Czech economic power without Prague
Economic power and wealth of countries are frequently associated with their capitals. Take a look at how European countries would be doing without their beautiful capitals and discover why some researchers call Berlin “sexy, but relatively poor”.
By Anastasia Alexandridou
The Cologne Institute for Economic Research (IW) has published the percentages of the national per capita Gross Domestic Product (GDP) in European countries without their capital cities. The study, released in 2017, summarizes 2015 GDP data.
France and the Czech Republic depend heavily on their capital cities. France without Paris would see productivity fall 15% while the income of the average citizen of the Czech Republic without Prague would be 14.2% less, according to the research.
GDP per capita in Greece would drop by 19.9% without Athens.
You will find more infographics at Statista.
From these numbers we can see that wealth and industry are not distributed equally across regions, which leads to financial centralization in the capital cities.
Most capital cities are vital to the financial status of their countries, but not all of them. “Berlin is sexy, but relatively poor,” the researchers from IW write.
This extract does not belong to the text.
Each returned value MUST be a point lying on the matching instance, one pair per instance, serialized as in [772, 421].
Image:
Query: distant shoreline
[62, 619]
“Economically, Berlin is more or less not important at all, to put it harshly,” said IW researcher Henry Goecke, as reported by Ivana Kottasova in an article published on CNN.Money.com in August 2016.
In fact, the average German would be 0.2% more privileged without the capital city. Although Germany has a strong economy, Berlin seems to face challenges with the city’s unemployment being higher than the national average, Jill Petzinger writes in Quartz.
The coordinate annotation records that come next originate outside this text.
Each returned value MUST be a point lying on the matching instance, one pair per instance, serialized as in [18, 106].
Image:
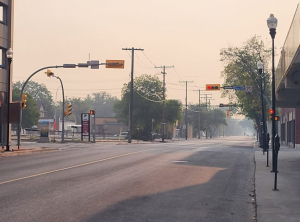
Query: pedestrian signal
[68, 111]
[23, 105]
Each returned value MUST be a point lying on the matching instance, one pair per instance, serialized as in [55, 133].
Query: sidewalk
[284, 204]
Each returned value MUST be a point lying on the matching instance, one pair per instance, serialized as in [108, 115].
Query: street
[194, 180]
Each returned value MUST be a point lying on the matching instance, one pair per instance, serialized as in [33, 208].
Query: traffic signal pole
[164, 89]
[131, 92]
[186, 127]
[63, 111]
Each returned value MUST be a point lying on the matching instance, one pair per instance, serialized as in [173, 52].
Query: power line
[131, 91]
[148, 58]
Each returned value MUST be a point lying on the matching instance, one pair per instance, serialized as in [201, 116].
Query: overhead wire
[148, 58]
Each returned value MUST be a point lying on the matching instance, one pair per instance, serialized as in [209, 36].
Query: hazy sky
[187, 34]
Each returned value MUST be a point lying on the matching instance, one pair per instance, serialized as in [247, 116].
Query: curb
[16, 152]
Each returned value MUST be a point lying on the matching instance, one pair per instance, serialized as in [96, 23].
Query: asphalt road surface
[194, 180]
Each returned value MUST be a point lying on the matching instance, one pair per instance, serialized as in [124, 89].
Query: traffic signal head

In the graph below, we can see the Czech Republic’s GDP per capita. In 2016 the GDP per capita was $18,492, according to World Bank data available at the Federal Reserve Bank of St Louis.Applying simple math to the IW’s 2016 findings, without Prague, the GDP of the country would be $15,866, which is $2,626 per capita less.
By contrast, the United States would only see a slight drop in economic output if Washington D.C. were not included, a mere 1% less in GDP per person. “That kind of balance is good for an economy”, Goecke said, adding, “You don’t want to put all your eggs in one basket”.